We've already performed simple input and output with variables INPUT and OUTPUT. In this chapter, you'll learn more about SNOBOL4's I/O capabilities.
SNOBOL4 can communicate with up to 16 different files at once. A "file" is either a disk file or a device, such as a printer. Every file is identified by a "unit number," which is an integer between 1 and 16. You chose the numbers when you select the files you wish to use. The particular numbers chosen have no special significance; they just distinguish one file from another.
Actual input or output of data is performed by "associating" a variable with a unit number and a direction. When a statement tries to use the variable's value, a line is read from the associated file. When a value is stored in the variable, a line is written to the associated file. INPUT and OUTPUT are variables whose association with the keyboard and screen were preset by SNOBOL4. For historical reasons, they use unit numbers 5 and 6 respectively.

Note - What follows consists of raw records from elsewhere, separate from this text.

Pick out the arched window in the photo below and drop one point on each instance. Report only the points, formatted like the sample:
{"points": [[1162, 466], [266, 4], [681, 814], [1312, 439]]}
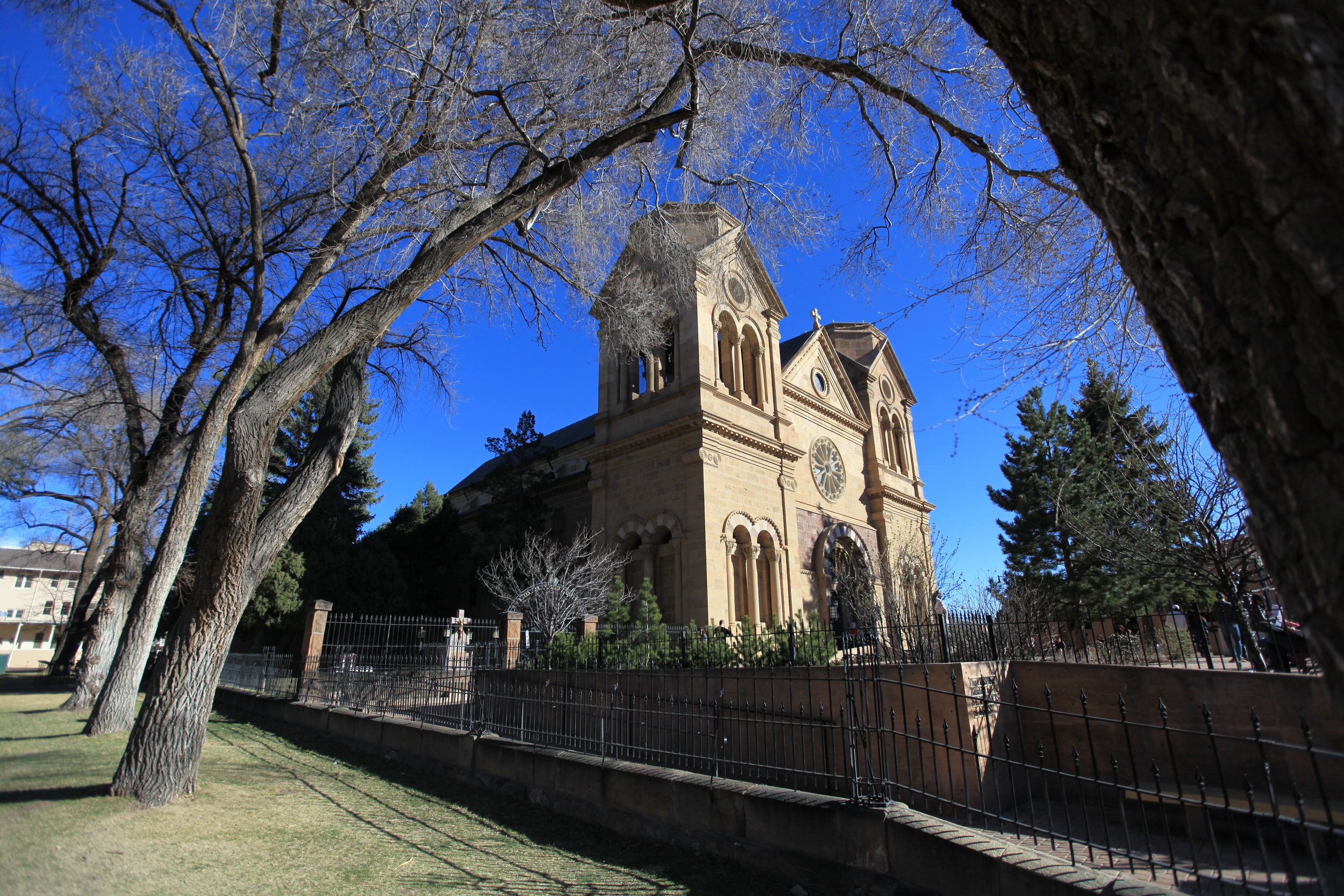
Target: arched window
{"points": [[750, 366], [644, 377], [727, 336], [633, 563], [885, 436], [767, 585], [898, 440], [667, 356], [664, 571], [741, 570]]}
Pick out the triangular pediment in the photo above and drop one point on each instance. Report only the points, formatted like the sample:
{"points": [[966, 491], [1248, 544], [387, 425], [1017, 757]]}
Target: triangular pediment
{"points": [[819, 355], [684, 240]]}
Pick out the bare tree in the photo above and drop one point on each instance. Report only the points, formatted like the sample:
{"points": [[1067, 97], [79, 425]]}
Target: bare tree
{"points": [[302, 175], [1187, 526], [920, 575], [553, 583], [1206, 138]]}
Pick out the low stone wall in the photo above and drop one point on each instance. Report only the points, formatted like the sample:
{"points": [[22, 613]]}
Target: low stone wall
{"points": [[820, 841]]}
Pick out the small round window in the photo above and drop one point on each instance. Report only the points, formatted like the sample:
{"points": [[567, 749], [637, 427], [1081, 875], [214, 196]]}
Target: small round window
{"points": [[737, 292]]}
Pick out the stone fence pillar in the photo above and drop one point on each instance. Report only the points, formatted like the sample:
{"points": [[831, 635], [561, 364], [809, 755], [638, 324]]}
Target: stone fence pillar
{"points": [[512, 639], [311, 644]]}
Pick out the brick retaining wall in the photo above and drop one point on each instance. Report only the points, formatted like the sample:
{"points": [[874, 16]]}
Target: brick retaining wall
{"points": [[820, 841]]}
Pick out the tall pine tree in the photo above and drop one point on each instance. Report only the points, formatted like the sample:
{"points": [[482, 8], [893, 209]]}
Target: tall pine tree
{"points": [[1068, 472], [324, 558]]}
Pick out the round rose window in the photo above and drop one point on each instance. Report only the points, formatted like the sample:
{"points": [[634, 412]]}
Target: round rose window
{"points": [[828, 469]]}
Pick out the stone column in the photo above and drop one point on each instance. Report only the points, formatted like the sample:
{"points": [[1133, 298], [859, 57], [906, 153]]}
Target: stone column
{"points": [[750, 554], [512, 625], [759, 364], [718, 356], [648, 555], [311, 642], [729, 547], [737, 369], [678, 599]]}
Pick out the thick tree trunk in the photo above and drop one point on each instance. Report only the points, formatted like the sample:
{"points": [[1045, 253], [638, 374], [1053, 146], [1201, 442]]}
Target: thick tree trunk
{"points": [[80, 618], [235, 550], [1209, 136], [125, 566], [116, 706]]}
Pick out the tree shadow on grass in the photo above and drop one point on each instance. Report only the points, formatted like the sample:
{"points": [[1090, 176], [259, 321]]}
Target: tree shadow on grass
{"points": [[54, 793], [73, 734], [518, 825]]}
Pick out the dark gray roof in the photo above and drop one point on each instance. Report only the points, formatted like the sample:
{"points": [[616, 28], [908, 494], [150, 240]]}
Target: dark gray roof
{"points": [[789, 347], [558, 440], [45, 561]]}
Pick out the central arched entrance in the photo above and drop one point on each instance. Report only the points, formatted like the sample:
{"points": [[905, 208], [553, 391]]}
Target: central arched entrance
{"points": [[847, 579]]}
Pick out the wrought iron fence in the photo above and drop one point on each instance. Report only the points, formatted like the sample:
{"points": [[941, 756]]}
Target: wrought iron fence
{"points": [[1157, 639], [265, 673], [1200, 798]]}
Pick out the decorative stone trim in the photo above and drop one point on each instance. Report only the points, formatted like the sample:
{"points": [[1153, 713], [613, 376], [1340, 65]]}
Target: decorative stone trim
{"points": [[702, 456], [821, 407], [646, 528], [754, 527]]}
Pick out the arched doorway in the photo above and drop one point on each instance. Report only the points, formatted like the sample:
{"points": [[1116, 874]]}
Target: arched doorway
{"points": [[847, 579]]}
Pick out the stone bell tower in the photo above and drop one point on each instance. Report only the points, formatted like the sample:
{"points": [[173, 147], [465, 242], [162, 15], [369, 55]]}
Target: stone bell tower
{"points": [[692, 432]]}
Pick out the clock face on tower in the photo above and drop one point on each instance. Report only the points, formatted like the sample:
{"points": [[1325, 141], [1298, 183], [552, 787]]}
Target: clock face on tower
{"points": [[827, 469]]}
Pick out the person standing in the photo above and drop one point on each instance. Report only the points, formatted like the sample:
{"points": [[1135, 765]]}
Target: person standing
{"points": [[1226, 617]]}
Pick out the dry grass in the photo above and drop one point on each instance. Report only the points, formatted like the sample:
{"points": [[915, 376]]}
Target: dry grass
{"points": [[281, 813]]}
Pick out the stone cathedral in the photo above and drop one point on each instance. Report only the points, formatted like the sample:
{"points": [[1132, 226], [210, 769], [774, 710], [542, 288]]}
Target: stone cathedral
{"points": [[737, 469]]}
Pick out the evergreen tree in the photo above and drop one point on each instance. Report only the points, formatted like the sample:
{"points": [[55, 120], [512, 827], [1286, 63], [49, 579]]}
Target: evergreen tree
{"points": [[1069, 470], [278, 596], [324, 556], [1036, 468], [515, 485], [434, 562], [424, 507]]}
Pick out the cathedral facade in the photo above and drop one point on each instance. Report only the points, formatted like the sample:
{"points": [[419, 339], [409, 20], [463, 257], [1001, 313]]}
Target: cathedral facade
{"points": [[734, 469]]}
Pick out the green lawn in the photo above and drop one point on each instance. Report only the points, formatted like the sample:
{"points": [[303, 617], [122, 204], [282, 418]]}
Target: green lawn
{"points": [[284, 813]]}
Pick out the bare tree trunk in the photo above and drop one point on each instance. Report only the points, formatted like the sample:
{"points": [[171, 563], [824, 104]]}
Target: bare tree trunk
{"points": [[90, 577], [116, 706], [235, 550], [125, 567], [1209, 136]]}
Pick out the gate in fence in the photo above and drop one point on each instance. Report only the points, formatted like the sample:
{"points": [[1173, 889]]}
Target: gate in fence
{"points": [[1199, 795]]}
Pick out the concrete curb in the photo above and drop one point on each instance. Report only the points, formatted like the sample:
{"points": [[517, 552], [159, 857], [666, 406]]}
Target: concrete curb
{"points": [[821, 841]]}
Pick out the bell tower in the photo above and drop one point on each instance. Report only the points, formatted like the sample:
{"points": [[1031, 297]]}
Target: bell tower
{"points": [[699, 415]]}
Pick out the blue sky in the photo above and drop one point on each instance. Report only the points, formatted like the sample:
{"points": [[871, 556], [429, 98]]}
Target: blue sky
{"points": [[499, 371]]}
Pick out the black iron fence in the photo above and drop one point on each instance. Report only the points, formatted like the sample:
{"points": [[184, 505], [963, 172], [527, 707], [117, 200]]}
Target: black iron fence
{"points": [[1209, 793], [1157, 639], [265, 673]]}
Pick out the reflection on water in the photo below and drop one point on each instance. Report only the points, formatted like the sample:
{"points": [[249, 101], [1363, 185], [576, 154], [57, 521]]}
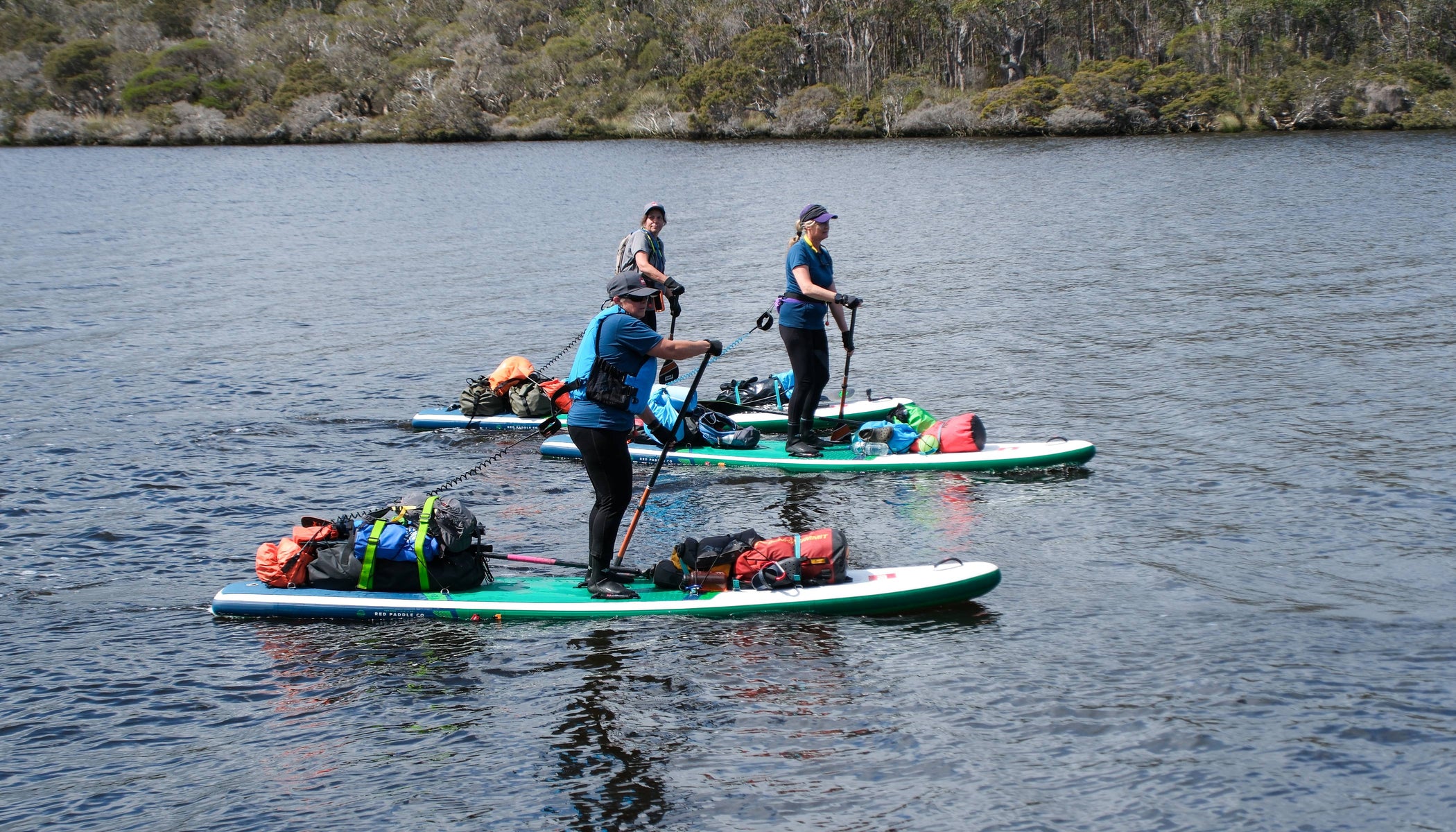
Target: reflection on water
{"points": [[615, 768]]}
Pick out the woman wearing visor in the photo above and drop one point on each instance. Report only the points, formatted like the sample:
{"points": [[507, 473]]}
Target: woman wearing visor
{"points": [[643, 252], [616, 349], [808, 296]]}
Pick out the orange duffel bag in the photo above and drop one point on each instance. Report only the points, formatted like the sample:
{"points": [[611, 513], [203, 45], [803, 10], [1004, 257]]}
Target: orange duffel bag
{"points": [[286, 564], [819, 557], [955, 435], [510, 374]]}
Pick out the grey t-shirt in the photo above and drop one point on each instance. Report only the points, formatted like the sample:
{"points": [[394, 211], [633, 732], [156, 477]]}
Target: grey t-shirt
{"points": [[641, 241]]}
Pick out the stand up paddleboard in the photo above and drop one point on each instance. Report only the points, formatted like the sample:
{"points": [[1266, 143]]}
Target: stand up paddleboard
{"points": [[998, 456], [864, 410], [868, 592]]}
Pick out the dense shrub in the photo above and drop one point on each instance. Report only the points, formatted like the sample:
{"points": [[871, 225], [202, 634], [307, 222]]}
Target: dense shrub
{"points": [[437, 70], [50, 127]]}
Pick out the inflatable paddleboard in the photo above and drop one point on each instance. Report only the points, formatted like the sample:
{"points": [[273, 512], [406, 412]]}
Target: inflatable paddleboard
{"points": [[864, 410], [869, 592], [996, 456]]}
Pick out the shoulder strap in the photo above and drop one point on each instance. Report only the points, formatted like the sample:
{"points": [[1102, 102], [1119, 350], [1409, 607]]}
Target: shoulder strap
{"points": [[426, 512], [622, 250]]}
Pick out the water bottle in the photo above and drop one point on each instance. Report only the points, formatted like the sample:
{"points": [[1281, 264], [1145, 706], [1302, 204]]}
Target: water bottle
{"points": [[707, 582]]}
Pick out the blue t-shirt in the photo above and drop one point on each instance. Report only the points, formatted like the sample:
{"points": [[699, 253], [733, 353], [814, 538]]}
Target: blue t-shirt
{"points": [[625, 343], [822, 273]]}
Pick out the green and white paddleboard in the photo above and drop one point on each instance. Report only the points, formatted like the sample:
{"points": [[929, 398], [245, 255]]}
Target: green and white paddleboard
{"points": [[864, 410], [1000, 456], [869, 592]]}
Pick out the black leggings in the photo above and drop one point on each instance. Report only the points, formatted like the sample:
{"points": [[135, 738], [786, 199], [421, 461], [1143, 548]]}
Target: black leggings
{"points": [[808, 356], [609, 465]]}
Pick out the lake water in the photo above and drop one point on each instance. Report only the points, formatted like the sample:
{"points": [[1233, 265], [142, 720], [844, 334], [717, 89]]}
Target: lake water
{"points": [[1238, 617]]}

Strings are the only data type which can be transferred to and from files. A successful input operation always returns a string. During output, nonstring objects, such as integers, are automatically converted to their string form.
The functions INPUT and OUTPUT (not to be confused with the variables INPUT and OUTPUT) are provided to attach a unit number to a variable, and optionally, to a particular file. Their names are distinguished from the variables of the same names by appearing as functions, that is, with parentheses and an argument list.
There are two ways to tell SNOBOL4 what file will be used with a particular unit number:
B>SNOBOL4 PROGRAM /2=ADDRESS.TXT /8=RESULT.DATHere, unit number 2 is associated with the file named 'ADDRESS.TXT', and unit number 8 with file 'RESULT.DAT'. It will still be necessary to use the INPUT or OUTPUT function described below to associate variables with these unit numbers. This method works best when different files will be used each time the program is run.
INPUT(..., 2, ..., 'ADDRESS.TXT')This method is better when the file name will not change, or is a string derived from a dialogue with the user, or is produced from a string calculation.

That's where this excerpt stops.